Qué mejor, pues, que enseñarle pruebas al rico de su histórica rapacidad, de sus robos, de sus saqueos, de su inhumana sed de oro. Claro que, dirán algunos, la historia es así: el poderoso triunfa frente el débil, pero no está de más echarle un ojo a esa dinámica cuando el dominador se pavonea en la actualidad de justo, democrático, tolerante, civilizado y rico frente a las sociedades rezagadas y dependientes en las que vivimos. Las venas abiertas de América Latina es un recordatorio puntual, cronológicamente pormenorizado, del proceso depredatorio que durante siglos y hasta le fecha ha permitido empobrecer la realidad de nuestros pueblos para enriquecer a otros, de ahí que nunca sea impertinente su lectura en los círculos más altos de poder, allá donde tradicionalmente son tomadas las decisiones que se apoyan en la paparrucha del destino manifiesto.
El libro de Galeano muestra que las epidemias fueron también útiles para diezmar, sobre todo, a los débiles. Hoy ocurre lo mismo: los grandes problemas de salud, con o son epidemia, con o sin escandalera mediática, los comparten a diario quienes no tienen acceso a servicios médicos privilegiados ni cuentan con un nivel de vida que los aleje de la indigencia. Al contrario, una inmensa minoría de la población mundial goza de mayores expectativas de vida en función no sólo del tratamiento oportuno de sus padecimientos, sino de su nivel de vida. Se podrá argüir que, por ejemplo en el caso mexicano, el Seguro Social, el Issste y todas las demás instancias y programas oficiales del sector, incluido el seguro popular, garantizan el acceso de casi todos a los servicios médicos, pero no es suficiente, pues en el rubro “salud” no sólo entra la infraestructura hospitalaria, el personal, el abasto de medicamentos y el padrón de derechohabientes, sino lo que está al lado del ciudadano en su vida diaria: la alimentación, el desarrollo de sus aptitudes físicas por medio del deporte, la cultura de la nutrición y los servicios públicos relacionados con la salubridad como el drenaje, el control de fauna nociva, el cuidado del agua y la vegetación.

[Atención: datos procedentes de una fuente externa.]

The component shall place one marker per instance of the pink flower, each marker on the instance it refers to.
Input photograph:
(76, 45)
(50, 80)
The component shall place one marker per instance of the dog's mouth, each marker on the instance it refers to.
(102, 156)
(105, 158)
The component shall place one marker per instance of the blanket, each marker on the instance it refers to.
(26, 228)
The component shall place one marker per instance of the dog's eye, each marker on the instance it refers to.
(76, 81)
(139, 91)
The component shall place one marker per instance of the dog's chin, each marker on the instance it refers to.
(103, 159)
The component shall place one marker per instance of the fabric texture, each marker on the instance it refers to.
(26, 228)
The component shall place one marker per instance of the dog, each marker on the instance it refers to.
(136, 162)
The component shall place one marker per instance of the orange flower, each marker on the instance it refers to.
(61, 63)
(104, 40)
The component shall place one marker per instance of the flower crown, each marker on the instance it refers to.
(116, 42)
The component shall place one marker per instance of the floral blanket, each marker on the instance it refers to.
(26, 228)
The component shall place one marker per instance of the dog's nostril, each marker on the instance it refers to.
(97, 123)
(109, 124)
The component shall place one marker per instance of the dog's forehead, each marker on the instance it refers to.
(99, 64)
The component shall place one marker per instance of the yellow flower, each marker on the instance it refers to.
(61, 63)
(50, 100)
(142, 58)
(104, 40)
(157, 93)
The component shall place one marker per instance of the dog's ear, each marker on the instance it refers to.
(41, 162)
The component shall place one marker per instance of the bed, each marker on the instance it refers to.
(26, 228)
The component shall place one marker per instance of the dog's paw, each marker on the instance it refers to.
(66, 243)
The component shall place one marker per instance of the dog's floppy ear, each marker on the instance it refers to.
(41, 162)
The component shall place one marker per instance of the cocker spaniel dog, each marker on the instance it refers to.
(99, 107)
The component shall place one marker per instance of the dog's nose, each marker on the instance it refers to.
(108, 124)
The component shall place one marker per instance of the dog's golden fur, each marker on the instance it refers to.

Todo eso junto constituye la salud social, no nada más el régimen de vacunas o la disponibilidad de camillas.
Galeano muestra en su libro, insisto, que la epidemia es compañera del imperio: “Las bacterias y los virus fueron los aliados más eficaces. Los europeos traían consigo, como plagas bíblicas, la viruela y el tétanos, varias enfermedades pulmonares, intestinales y venéreas, el tracoma, el tifus, la lepra, la fiebre amarilla, las caries que pudrían las bocas. La viruela fue la primera en aparecer (…) Los indios morían como moscas; sus organismos no oponían defensas ante las enfermedades nuevas. Y los que sobrevivían quedaban debilitados e inútiles”. Por eso, insisto, la salud pública ocupa un contexto más amplio y de larga duración. La enfermedad multiplicada y mal atendida tiene vínculos directos con apetitos económicos y turbiedades políticas que nunca debemos invisibilizar.